There are no tropes in this work; even the recycled themes (like the major events being relegated to the depths of the background or the varied watercolor hues of the scrim) seem new. Lucid dreams replace the confusion of images like the Ginger Cat, and the rich maturation of set pieces (always minimal, always essential) bring the words to life. Also, without melodramatic clutter, Stoppard's wit in the face of tragedy is easier to see. Furthermore, the pacing is so forceful that it leaves no ambiguity in the hues of revolutionary struggle.

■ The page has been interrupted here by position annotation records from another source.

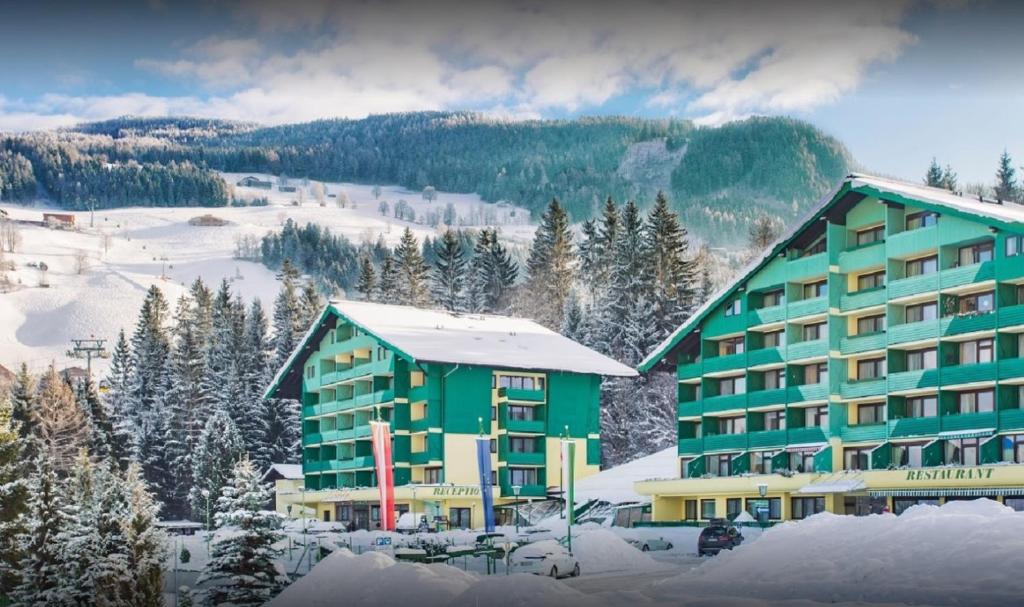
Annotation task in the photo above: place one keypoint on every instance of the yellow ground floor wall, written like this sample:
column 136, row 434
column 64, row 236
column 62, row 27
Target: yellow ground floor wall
column 669, row 496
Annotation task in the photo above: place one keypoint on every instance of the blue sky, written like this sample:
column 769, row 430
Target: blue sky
column 897, row 81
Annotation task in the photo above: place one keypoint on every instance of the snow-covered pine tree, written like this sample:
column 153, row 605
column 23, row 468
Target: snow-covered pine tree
column 449, row 276
column 60, row 426
column 551, row 266
column 367, row 285
column 219, row 447
column 144, row 543
column 243, row 570
column 13, row 496
column 40, row 568
column 413, row 275
column 672, row 272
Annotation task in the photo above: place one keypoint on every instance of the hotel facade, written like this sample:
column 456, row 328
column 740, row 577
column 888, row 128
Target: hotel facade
column 870, row 360
column 441, row 380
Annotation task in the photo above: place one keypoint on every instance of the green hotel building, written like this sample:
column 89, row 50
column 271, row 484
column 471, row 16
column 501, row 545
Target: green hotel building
column 871, row 359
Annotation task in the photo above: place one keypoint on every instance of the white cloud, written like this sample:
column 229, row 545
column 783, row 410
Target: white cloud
column 301, row 60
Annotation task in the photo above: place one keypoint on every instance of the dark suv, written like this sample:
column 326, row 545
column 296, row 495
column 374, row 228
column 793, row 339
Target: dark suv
column 718, row 535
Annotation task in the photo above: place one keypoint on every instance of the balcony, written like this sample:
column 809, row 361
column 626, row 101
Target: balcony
column 724, row 402
column 913, row 426
column 806, row 267
column 719, row 442
column 862, row 343
column 812, row 349
column 913, row 332
column 977, row 272
column 969, row 374
column 862, row 299
column 807, row 307
column 862, row 388
column 726, row 362
column 913, row 380
column 807, row 392
column 913, row 286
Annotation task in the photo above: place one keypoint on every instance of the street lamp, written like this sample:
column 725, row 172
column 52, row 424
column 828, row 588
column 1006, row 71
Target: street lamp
column 515, row 491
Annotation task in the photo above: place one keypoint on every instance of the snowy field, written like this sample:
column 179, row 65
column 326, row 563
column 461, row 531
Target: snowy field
column 965, row 553
column 128, row 250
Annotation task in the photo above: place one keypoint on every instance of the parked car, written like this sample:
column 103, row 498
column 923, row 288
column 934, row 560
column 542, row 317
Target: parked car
column 545, row 558
column 718, row 535
column 648, row 545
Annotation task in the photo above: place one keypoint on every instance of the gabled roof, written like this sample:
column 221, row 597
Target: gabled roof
column 438, row 336
column 1004, row 215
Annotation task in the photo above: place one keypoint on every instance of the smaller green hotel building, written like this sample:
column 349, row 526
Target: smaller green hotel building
column 871, row 359
column 440, row 379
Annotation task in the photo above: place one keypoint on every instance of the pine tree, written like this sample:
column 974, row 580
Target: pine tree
column 1006, row 179
column 60, row 425
column 551, row 267
column 413, row 275
column 143, row 584
column 367, row 287
column 449, row 276
column 219, row 447
column 243, row 568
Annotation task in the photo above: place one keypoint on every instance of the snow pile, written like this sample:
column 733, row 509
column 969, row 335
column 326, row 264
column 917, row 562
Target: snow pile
column 964, row 553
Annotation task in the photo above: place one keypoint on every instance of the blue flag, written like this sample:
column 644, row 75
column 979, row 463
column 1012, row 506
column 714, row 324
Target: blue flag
column 486, row 490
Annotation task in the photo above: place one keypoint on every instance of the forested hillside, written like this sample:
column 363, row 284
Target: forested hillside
column 719, row 177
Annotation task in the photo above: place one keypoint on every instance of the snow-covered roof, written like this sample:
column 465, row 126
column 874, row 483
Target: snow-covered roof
column 287, row 471
column 614, row 485
column 484, row 340
column 1008, row 214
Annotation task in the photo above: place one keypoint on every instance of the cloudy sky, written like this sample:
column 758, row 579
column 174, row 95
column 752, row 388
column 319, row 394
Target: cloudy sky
column 898, row 81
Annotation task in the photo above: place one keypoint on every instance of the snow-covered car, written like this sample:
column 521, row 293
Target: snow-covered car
column 650, row 544
column 545, row 558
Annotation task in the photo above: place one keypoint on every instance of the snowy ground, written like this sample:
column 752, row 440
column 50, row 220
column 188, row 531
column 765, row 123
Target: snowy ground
column 128, row 249
column 965, row 553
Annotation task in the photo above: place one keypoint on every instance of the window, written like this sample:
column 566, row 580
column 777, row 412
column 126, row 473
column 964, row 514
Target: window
column 720, row 465
column 922, row 406
column 922, row 219
column 732, row 345
column 975, row 253
column 816, row 417
column 976, row 303
column 1015, row 246
column 775, row 420
column 963, row 451
column 773, row 298
column 818, row 289
column 734, row 425
column 871, row 234
column 805, row 507
column 736, row 385
column 922, row 359
column 923, row 265
column 816, row 374
column 775, row 339
column 922, row 312
column 977, row 401
column 814, row 332
column 868, row 324
column 856, row 459
column 870, row 369
column 522, row 476
column 871, row 413
column 775, row 379
column 976, row 351
column 871, row 280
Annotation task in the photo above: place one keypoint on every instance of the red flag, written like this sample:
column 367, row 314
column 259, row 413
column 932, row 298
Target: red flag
column 381, row 435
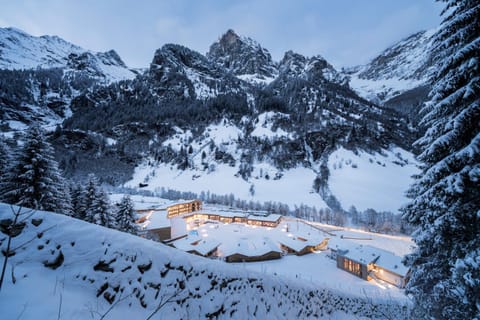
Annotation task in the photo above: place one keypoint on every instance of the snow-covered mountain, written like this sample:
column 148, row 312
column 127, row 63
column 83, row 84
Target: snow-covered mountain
column 65, row 268
column 19, row 51
column 399, row 76
column 232, row 121
column 40, row 76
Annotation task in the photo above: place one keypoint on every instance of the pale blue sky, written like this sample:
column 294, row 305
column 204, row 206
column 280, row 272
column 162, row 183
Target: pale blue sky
column 345, row 32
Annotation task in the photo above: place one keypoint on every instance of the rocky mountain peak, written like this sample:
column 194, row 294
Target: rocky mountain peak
column 242, row 56
column 229, row 38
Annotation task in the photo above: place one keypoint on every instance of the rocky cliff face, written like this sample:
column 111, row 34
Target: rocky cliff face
column 242, row 56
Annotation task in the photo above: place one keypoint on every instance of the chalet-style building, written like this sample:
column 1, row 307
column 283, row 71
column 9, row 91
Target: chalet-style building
column 247, row 217
column 301, row 246
column 179, row 208
column 249, row 250
column 196, row 245
column 370, row 263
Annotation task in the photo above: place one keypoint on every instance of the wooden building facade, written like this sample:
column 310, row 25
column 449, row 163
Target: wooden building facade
column 180, row 208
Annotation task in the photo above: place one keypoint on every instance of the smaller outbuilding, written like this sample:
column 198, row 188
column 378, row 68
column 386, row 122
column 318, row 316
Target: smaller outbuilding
column 369, row 263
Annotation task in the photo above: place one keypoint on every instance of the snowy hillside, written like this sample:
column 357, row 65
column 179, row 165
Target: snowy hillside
column 377, row 181
column 64, row 268
column 404, row 66
column 20, row 50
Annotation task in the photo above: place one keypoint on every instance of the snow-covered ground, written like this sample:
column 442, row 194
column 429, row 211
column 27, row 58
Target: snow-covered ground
column 387, row 88
column 65, row 268
column 224, row 181
column 372, row 181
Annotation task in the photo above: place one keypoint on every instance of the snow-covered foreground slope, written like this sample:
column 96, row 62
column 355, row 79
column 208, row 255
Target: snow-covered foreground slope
column 402, row 67
column 377, row 181
column 64, row 268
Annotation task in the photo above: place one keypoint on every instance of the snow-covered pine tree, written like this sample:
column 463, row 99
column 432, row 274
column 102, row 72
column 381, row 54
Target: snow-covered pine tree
column 87, row 209
column 102, row 210
column 445, row 206
column 4, row 159
column 125, row 216
column 76, row 194
column 5, row 162
column 34, row 180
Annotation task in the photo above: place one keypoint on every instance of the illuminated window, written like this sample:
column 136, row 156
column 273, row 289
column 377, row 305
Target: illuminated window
column 352, row 267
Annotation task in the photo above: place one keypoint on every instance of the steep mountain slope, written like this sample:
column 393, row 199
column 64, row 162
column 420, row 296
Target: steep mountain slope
column 69, row 269
column 39, row 76
column 233, row 121
column 20, row 51
column 193, row 116
column 398, row 78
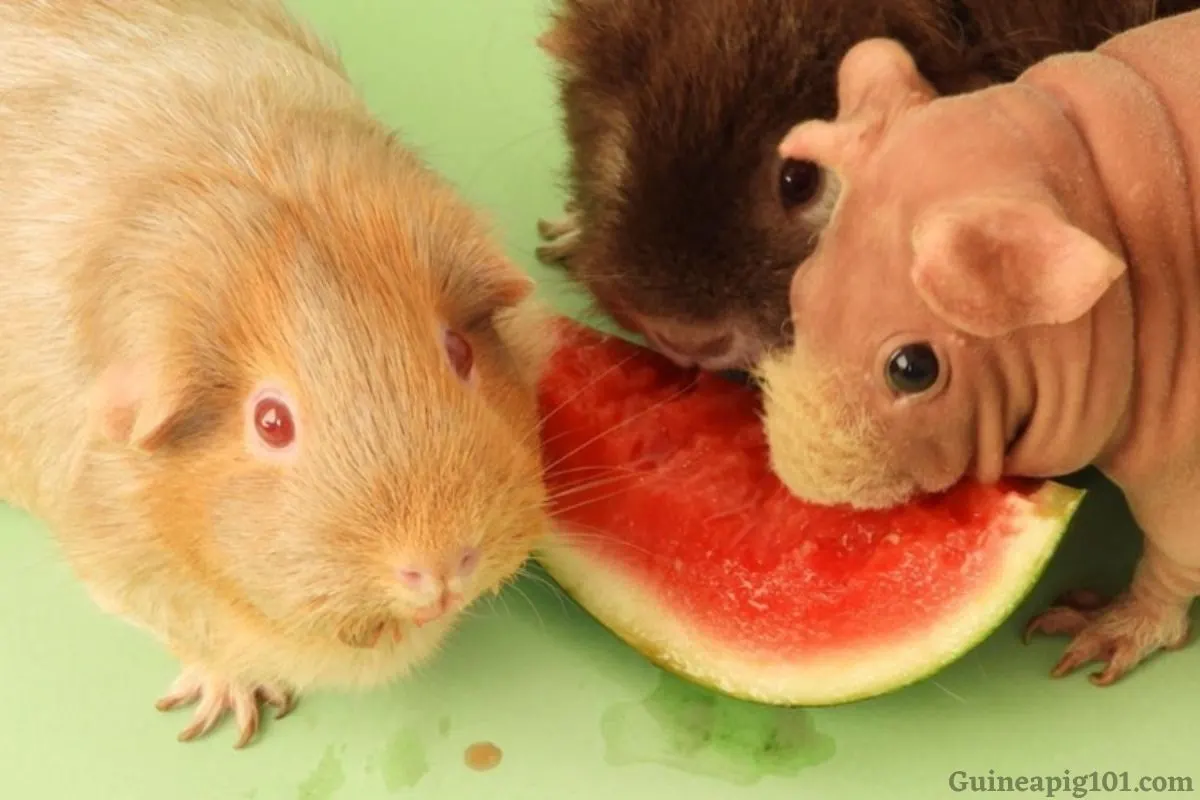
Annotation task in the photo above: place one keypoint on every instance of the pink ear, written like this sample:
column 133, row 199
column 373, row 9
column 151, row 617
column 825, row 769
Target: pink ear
column 130, row 407
column 879, row 74
column 876, row 79
column 991, row 266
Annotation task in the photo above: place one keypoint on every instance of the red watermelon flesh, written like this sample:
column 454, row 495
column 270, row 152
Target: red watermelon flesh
column 673, row 533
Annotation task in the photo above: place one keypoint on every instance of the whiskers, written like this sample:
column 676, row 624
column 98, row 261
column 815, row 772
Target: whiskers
column 653, row 407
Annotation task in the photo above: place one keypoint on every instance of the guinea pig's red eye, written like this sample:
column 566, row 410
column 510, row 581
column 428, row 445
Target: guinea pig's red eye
column 274, row 422
column 460, row 354
column 798, row 182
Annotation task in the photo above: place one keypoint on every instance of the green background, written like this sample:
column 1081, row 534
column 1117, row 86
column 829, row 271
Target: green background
column 576, row 713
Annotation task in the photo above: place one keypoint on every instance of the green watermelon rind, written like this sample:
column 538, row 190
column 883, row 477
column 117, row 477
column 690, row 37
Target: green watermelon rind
column 1038, row 523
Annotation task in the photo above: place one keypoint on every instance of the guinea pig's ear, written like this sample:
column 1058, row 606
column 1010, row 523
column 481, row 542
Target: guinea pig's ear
column 990, row 266
column 876, row 77
column 131, row 407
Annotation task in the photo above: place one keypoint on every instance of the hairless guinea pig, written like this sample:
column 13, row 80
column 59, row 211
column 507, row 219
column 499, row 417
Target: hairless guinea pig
column 1033, row 306
column 263, row 373
column 684, row 223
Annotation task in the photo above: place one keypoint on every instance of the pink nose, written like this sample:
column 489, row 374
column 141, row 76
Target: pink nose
column 420, row 578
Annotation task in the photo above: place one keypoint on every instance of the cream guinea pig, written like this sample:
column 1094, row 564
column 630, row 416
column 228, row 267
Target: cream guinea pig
column 265, row 376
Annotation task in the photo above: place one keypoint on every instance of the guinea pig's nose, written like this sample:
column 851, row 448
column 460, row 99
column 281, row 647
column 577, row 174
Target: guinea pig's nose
column 700, row 349
column 415, row 578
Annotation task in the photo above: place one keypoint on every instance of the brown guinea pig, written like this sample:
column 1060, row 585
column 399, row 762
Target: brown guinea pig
column 264, row 376
column 682, row 221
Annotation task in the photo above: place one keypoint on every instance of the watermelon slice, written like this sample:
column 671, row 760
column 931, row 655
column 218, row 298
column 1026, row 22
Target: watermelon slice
column 675, row 534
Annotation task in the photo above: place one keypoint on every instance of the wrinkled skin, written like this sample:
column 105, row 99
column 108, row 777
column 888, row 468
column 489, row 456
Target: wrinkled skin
column 1009, row 238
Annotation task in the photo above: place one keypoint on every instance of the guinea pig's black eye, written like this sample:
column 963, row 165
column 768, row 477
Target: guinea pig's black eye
column 798, row 182
column 912, row 368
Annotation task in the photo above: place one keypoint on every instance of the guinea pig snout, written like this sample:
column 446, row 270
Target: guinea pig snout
column 433, row 590
column 719, row 346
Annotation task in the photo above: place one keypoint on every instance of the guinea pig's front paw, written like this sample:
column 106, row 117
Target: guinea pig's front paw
column 1121, row 633
column 217, row 696
column 561, row 235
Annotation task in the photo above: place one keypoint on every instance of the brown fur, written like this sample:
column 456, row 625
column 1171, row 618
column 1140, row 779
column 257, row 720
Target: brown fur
column 672, row 110
column 192, row 200
column 1049, row 253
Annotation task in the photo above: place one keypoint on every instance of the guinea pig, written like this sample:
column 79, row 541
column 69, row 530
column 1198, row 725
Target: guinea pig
column 265, row 377
column 682, row 222
column 1035, row 290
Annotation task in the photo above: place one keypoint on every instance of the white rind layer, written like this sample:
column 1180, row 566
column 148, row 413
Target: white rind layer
column 629, row 611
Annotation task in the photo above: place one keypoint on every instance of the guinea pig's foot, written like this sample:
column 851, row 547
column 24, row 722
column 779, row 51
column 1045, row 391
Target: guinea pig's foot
column 216, row 697
column 1120, row 633
column 562, row 238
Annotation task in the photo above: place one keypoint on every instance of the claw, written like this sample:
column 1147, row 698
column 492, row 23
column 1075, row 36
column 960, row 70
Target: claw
column 1121, row 633
column 217, row 697
column 561, row 235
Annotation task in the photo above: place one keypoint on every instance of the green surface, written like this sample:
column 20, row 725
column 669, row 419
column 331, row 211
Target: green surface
column 577, row 714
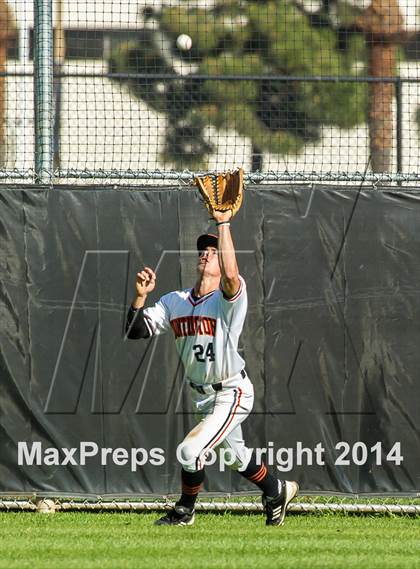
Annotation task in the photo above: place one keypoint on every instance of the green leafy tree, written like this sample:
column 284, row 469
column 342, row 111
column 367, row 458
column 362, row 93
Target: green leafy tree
column 256, row 40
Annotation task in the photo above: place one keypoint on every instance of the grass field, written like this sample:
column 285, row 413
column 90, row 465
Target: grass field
column 129, row 540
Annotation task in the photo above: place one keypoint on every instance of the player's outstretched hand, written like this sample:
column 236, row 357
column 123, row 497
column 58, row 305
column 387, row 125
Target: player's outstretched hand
column 145, row 282
column 220, row 216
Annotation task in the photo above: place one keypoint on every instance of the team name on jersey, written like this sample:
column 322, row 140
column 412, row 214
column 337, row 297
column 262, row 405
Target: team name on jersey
column 193, row 326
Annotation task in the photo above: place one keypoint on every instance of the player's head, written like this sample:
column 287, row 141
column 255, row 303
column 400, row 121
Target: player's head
column 208, row 262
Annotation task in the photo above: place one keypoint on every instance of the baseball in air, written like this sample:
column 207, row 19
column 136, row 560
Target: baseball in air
column 184, row 42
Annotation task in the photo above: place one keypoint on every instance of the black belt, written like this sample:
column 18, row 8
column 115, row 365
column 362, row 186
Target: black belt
column 214, row 386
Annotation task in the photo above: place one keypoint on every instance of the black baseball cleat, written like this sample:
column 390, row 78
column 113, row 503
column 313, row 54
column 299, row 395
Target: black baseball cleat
column 178, row 516
column 275, row 508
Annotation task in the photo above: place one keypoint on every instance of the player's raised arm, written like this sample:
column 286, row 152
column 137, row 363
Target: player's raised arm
column 227, row 256
column 136, row 326
column 145, row 283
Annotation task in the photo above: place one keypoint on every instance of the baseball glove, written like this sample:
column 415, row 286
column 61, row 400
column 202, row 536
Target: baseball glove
column 222, row 192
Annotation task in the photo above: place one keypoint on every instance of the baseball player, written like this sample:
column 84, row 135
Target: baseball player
column 206, row 322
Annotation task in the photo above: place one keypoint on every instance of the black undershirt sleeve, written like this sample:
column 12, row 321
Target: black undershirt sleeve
column 135, row 325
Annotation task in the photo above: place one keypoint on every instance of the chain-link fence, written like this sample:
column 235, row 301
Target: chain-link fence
column 146, row 91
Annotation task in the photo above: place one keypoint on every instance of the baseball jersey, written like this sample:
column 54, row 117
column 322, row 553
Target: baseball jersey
column 206, row 331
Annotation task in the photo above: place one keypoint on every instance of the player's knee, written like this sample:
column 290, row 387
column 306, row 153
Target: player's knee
column 187, row 456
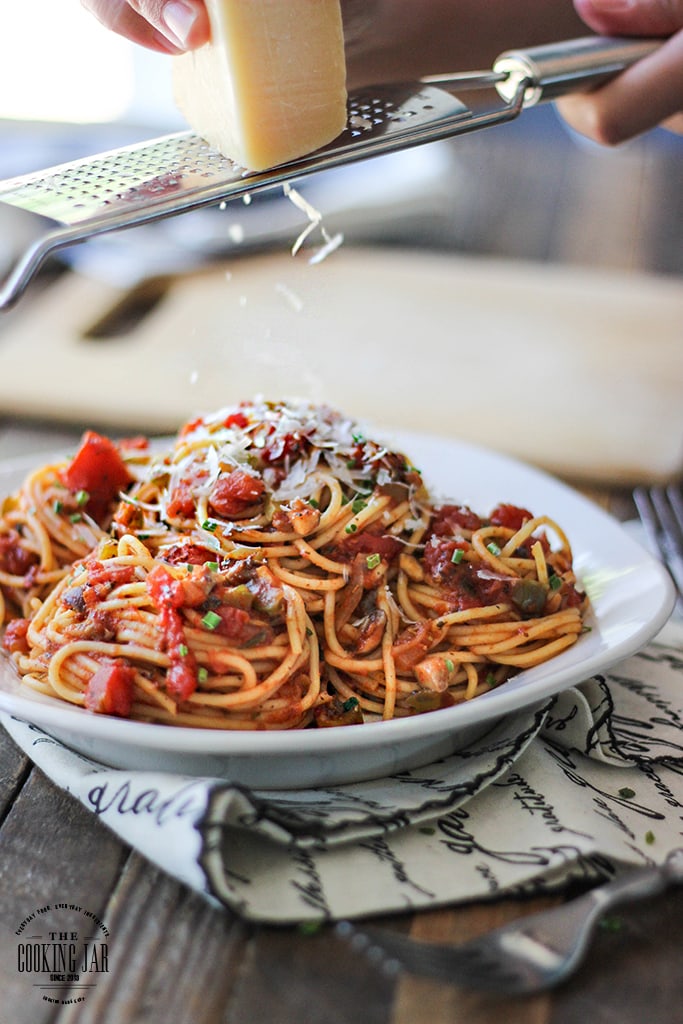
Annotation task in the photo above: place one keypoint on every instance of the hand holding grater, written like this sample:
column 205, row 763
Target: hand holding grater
column 136, row 184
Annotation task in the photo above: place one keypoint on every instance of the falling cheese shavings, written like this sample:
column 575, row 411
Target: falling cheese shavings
column 331, row 243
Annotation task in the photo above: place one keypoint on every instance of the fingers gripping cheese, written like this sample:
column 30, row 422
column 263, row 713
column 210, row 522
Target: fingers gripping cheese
column 270, row 86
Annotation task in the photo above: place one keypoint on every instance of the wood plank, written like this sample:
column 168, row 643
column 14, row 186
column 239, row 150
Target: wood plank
column 440, row 1003
column 317, row 979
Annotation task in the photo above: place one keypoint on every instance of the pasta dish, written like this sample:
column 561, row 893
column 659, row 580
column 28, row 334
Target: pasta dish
column 271, row 567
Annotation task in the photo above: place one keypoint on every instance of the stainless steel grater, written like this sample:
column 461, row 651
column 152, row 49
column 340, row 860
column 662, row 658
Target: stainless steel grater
column 139, row 183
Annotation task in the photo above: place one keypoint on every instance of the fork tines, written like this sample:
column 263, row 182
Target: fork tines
column 660, row 511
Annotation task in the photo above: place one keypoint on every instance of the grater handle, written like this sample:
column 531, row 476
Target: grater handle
column 573, row 66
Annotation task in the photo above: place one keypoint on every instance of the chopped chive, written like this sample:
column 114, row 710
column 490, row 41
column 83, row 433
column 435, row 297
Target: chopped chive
column 211, row 621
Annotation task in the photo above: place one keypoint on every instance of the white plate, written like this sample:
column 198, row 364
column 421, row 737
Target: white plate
column 631, row 594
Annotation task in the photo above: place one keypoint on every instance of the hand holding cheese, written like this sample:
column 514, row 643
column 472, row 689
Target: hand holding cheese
column 241, row 89
column 270, row 85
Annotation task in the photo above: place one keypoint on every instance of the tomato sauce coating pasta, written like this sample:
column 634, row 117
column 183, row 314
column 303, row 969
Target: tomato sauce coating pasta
column 271, row 568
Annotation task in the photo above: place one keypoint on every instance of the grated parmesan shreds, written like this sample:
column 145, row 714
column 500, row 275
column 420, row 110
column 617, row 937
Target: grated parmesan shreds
column 331, row 243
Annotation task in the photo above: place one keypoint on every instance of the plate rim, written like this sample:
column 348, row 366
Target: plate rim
column 47, row 713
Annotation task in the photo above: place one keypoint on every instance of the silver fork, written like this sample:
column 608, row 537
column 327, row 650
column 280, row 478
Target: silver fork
column 660, row 511
column 527, row 955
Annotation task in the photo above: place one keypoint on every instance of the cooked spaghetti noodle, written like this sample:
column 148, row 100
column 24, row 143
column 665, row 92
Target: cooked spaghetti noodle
column 272, row 568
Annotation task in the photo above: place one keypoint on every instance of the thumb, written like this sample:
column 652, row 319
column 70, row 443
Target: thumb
column 632, row 17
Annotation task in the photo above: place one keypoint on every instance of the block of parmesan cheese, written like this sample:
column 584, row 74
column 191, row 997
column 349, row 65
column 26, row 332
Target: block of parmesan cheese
column 270, row 86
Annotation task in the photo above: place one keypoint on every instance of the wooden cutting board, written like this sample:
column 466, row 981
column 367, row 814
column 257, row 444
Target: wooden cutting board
column 579, row 371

Though the plot is secondary to the ideas being expressed within the show, the theme this time revolves around the establishment of a free Russian press, The Bell. The newspaper is really just a final attempt of aging revolutionaries to remain a part of the fight, but it ends up serving Stoppard as an emblem (ringing loud and clear) of the different approaches to war, from the liberal (peaceful resolution to struggle) to the Decemberist (attempted assassinations) to the next generation (Truth, Liberty, Freedom). The intellectual struggle is less heady here than in the previous installments: to war, or not to war, that is the question.
Along the way, Stoppard continues to introduce us to characters that all deserve their own plays. Billy Crudup might be missing from Salvage, but there are plenty of interesting characters to be found in Count Stanislaw Worcell (Richard Easton), the doddering but passionate voice of the past, Malwida von Meysenburg (Jennifer Ehle), the steely German governess, and once-peripheral but now-central characters like Nicholas Ogarev (Josh Hamilton), his second wife, Natasha (Martha Plimpton), and the famed writer Ivan Turgenev (Jason Butler Harner). Easton is, as always, a pleasure, and Hamilton and Harner are even more mellifluous now than they were previously. As for Ehle, playing a disciplinarian may prove to be the best move of her career. Aside from showing off her range, stripping her of her all-too-easy dramatics forces her to find a deeper strength, and the controlled chaos that she experiences in the Herzen household is wonderful to see.
My one complaint about Salvage is that portions of the second act serve more as a coda to the trilogy than as a proper send-off to a lovely work. The final scene seems a bit perfunctory, although how else do you end such a laborious work? There are so many good moments to cite from the show, but I'll conclude with my favorite: a stage awash with stars (not just the actors), and Herzen lost in the dark gaps between twinkling lights. Out of the left wing of the audience, Bakunin slowly makes his way to the stage, a ghostly figure offering Herzen a rope with which to stay afloat. He saves the drowning man, even if it is just a dream, and then it is 1855, and the Tzar has died, and Bakunin, our poor, misunderstood hero, is washed away himself by a surge of celebrating emigres. That one scene right there--that one transition--is a play in of itself, and with The Coast of Utopia, Tom Stoppard has given us eight hours of that "one" scene.